I've tried to use map on DataFrame, but having issues with my schema.

import spark.implicits._

def processData(row_type: String) = {
  /*
  completely random output here. Tuple/List/Array of 
  elements with a type Integer, String, Double, DateType.
  */

  // pseudo-code starts here

  if row_type == A
     (1, "second", 3)
  else
     (1, "second", 3, 4)
}

val processDataUDF = udf((row_type: String) => processData(row_type))

val df = Seq((0, 1), (1, 2)).toDF("a", "b")
val df2 = df.select(processDataUDF($"a"))
df2.show(5)
df2.printSchema()

Results

+------------+
|      UDF(a)|
+------------+
|[1,second,3]|
|[1,second,3]|
+------------+

How how should I approach this problem? We have different processing results per row_type. All the row_type's are set dynamically. I can great Schema for each row_type, but I cannot make same UDF return results with different schemas.

Is using map is the only approach here ?

1

1 Answers

6
votes

Spark Dataset is a columnar data structure and there is really no place for a flexible schema here. Schema has to be homogeneous (all rows have to have the same general structure) and known upfront (if you use UDF it has to return well defined SQL type).

You can achieve some flexibility by:

  • Defining schema which represents a superset of all possible fields and mark individual columns as nullable. This is possible only if there are no type conflicts (if Row contains field foo it is always represented using the same SQL type).
  • Using collection types (MapType, ArrayType) to represent fields with variable size. All values and / or keys have to be of the same type.
  • Reshaping raw data to the point where it is actually representable with fixed schema. Spark includes, as its dependency, json4s, which provides a set of tools for merging, diffing and querying JSON data. It can be used to apply relatively complex transformations if needed.

If this is not practical I would recommend keeping JSON field "as is" and parsing it only on-demand to extract specific values.
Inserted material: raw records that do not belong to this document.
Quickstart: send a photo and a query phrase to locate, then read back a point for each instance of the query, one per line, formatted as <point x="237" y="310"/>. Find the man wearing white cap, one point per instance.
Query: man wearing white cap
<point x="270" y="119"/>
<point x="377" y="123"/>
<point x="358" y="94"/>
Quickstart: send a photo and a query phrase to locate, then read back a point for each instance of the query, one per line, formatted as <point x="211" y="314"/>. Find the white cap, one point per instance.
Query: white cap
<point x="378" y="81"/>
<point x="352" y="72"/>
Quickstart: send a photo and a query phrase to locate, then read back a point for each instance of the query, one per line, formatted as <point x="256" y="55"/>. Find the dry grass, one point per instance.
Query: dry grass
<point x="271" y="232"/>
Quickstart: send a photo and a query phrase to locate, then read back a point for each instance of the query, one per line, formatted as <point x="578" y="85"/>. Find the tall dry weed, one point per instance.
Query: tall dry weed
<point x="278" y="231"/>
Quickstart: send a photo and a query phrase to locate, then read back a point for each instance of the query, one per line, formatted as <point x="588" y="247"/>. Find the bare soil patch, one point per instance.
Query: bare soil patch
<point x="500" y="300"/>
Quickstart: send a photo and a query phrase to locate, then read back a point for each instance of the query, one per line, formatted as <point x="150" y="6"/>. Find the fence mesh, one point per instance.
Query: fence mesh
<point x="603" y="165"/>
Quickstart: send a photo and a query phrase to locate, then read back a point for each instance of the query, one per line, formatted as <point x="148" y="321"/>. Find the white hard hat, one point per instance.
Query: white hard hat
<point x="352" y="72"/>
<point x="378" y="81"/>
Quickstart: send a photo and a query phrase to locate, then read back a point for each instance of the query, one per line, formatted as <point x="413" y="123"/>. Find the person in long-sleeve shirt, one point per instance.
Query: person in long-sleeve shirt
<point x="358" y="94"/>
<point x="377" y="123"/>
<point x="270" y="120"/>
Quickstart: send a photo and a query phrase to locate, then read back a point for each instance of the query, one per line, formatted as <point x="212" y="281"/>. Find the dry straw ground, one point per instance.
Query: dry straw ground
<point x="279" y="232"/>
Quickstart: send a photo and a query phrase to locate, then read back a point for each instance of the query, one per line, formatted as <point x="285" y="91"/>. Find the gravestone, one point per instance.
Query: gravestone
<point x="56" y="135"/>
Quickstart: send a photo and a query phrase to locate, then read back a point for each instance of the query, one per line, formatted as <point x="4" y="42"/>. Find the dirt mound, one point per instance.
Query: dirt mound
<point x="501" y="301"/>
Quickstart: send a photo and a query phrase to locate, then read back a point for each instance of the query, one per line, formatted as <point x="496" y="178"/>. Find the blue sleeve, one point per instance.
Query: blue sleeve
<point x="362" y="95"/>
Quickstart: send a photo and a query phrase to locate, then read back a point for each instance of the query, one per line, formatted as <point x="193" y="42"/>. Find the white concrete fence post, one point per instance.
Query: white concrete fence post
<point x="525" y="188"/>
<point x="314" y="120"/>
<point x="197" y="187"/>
You can use get_json_object and explicit type casting. This allows for testing different scenarios:

coalesce(Seq("$.bar", "$.foo.bar", "$.foobar.foo.bar")
  .map(get_json_object($"json_col", _)): _*).cast(DoubleType)

without assuming a single document structure.

You can get a bit more flexibility with binary Encoders (Encoders.kryo, Encoders.java) or RDD API, which can be used to store union types (or even Any), but if you really expect completely random output, it suggests some serious design or data modeling problem. Even if you can store parsed data it will be really hard to work with it.